光と闇の寮の話

第四話 来客でーす

ファイブファイブに入って1ヶ月。

特に何もなかった。クラブはマジックカードクラブっていうクラブに入った。

ただただ放課後集まり、カードで遊ぶ。

そんなクラブ。これなら楽しいし疲れないからめんどくさがりに人気かな、と思ったらそうでもなかった。

意外と皆ちゃんとしたクラブにはいってるんだと思いつつ寮に帰る。


「リツくん、お帰りなさい。今日は来客がきてるからね」


洗濯物を抱えたスウェラが出迎えてくれた。

この前までは部外者とかなんとか言われていたんだけど、今は優しい家政婦さんみたいな印象だ。ん…奴隷だっけ、メイドだったっけ…


「ん?来客?誰?」


「えっと…光の寮があったっていうのは知ってるよね。その寮長だった人だよ。」


え…闇の寮と喧嘩してた人かな…怖いな…


「そんな怖い人じゃないから安心して。ってかさ~今日キッチンの冷蔵庫壊れちゃって…そっちの修理、後でお願いして良い?」


「あぁ、僕ができる仕事があるならやるよ!」


「うん。よろしく頼むね。」


へぇ…光の寮長か…やっぱ怖い。

少し怖いと思いつつも寮に戻った。


「リツくん、お帰りっす!お客さん来てるんで、お茶用意お願いっす!」


「あれ、本当に冷蔵庫壊れてる…」


「そうなんすよ~…はぁ、アイスいれてたのに、溶けちゃったっすよ…」


やば…これはアイスじゃなく、飲み物みたいだ…


「どうして壊れたの?」


「さぁ?知らんっす。
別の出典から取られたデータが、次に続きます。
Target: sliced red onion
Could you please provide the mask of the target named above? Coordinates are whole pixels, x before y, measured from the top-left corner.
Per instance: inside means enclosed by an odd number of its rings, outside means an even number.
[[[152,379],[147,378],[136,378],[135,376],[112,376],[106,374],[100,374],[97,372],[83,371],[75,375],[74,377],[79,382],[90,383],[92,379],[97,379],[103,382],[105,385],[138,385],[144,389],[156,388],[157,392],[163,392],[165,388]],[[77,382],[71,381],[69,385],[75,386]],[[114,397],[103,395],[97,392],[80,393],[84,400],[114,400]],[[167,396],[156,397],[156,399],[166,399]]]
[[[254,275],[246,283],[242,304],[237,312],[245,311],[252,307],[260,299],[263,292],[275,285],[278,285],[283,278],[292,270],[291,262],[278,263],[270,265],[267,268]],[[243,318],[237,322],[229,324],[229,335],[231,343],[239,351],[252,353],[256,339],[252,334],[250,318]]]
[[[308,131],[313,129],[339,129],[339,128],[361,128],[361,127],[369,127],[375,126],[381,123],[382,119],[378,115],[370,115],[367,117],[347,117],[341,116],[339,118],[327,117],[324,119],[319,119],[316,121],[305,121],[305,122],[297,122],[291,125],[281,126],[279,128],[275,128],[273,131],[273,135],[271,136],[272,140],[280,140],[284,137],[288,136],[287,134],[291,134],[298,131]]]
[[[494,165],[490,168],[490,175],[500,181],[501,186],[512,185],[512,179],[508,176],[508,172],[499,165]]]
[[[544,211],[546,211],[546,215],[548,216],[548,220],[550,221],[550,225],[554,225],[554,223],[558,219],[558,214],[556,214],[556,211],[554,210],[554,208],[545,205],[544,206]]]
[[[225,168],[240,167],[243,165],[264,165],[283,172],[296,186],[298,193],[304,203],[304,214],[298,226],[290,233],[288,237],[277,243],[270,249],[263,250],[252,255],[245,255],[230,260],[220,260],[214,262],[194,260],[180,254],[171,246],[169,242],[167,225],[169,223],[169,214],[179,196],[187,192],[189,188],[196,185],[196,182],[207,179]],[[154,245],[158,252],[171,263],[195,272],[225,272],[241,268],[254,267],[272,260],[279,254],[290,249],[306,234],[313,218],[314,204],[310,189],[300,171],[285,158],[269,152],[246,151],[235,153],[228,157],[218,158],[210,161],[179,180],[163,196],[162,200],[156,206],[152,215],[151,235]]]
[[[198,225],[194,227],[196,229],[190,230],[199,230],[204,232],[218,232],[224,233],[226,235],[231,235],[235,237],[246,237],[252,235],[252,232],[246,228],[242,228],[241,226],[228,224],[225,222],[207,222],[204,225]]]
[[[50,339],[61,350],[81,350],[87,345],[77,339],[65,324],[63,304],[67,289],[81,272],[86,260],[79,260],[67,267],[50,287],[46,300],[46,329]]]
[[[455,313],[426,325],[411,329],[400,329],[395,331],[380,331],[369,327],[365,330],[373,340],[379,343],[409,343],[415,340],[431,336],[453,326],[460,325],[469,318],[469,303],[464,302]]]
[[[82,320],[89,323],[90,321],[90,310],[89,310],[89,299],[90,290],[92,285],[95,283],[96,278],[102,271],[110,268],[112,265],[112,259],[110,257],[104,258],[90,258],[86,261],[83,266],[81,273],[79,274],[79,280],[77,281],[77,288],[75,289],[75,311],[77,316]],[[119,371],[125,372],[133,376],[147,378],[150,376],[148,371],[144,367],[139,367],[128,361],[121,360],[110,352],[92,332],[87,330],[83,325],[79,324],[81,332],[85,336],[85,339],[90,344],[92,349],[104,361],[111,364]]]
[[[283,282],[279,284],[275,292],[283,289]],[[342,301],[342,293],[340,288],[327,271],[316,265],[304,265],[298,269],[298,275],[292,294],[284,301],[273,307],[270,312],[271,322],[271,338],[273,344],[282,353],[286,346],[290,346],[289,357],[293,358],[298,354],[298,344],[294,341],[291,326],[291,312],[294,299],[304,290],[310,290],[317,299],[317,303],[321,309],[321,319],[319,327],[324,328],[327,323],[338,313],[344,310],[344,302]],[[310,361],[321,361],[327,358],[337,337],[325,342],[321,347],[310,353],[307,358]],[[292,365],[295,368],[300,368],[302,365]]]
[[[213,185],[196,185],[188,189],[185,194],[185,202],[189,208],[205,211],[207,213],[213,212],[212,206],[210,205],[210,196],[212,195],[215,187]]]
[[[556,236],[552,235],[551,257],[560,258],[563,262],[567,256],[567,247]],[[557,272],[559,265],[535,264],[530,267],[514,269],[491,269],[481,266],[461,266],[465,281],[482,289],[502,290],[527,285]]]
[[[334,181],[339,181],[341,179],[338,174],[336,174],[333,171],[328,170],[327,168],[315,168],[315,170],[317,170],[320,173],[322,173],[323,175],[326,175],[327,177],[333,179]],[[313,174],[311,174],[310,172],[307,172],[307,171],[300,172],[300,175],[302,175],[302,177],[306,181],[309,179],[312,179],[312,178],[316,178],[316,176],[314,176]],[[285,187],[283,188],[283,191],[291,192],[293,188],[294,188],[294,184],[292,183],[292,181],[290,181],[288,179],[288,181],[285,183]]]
…あ!お茶の葉、ここにあるっすからね~」


「…イザベラさん、お客さんってどなたですか?」


「えっと…ライティさんっすね。なんでも、寮長の幼なじみらしいっす。」


「光の寮とかの話は?何だったの?」


「あーえっと…それが一番問題で…」


すると、玄関でも聞こえる大きな声で、リビングから声が───



「はぁ!?光と闇の寮作んの!?あり得ねー」



…はぁ!?あり得ねー…




「って訳さ。」


リンさんの説明を要約すると…

光と闇の寮がなくなった。

それは一部の人間にとってはとてもとてもヤバいことだったらしい。

まぁ、簡単に言うと光・闇属性の子が寮に入れないらしく。

僕は五つ属性を持っていたから全寮見回ったけど、普通の人は属性によって入った時から寮が決められているらしい。

ファイブファイブは、その中でも特殊で。

学園長が特別に許可を出したらしい。


「へーぇ!私達の寮作る時は大変だったっすよ…学園長に最低でも4人、今日のうちに集めてこーい!ってね…全寮駆け回って、私と寮長とサキで、ルーナを探して説得してね。」


「あぁ。ライティが渋るから。」


「…ルーナは優秀な新人でしたので…」


ルーナはライティに苦笑いをして、リンを見つめて話す。


「でもね、私…ライティさんには悪いけど、

ファイブファイブに来て、良かったなって。」


「…ルーナ、」


「だからさ…」


どうしたんだろ?何言うのかな?

もしかして──リンさんの事が…?


「れ、れれ冷蔵庫壊したの、許して…下さい」


「「お前か~!!」」


リンとイザベラの声がまたリビングに響きわたった。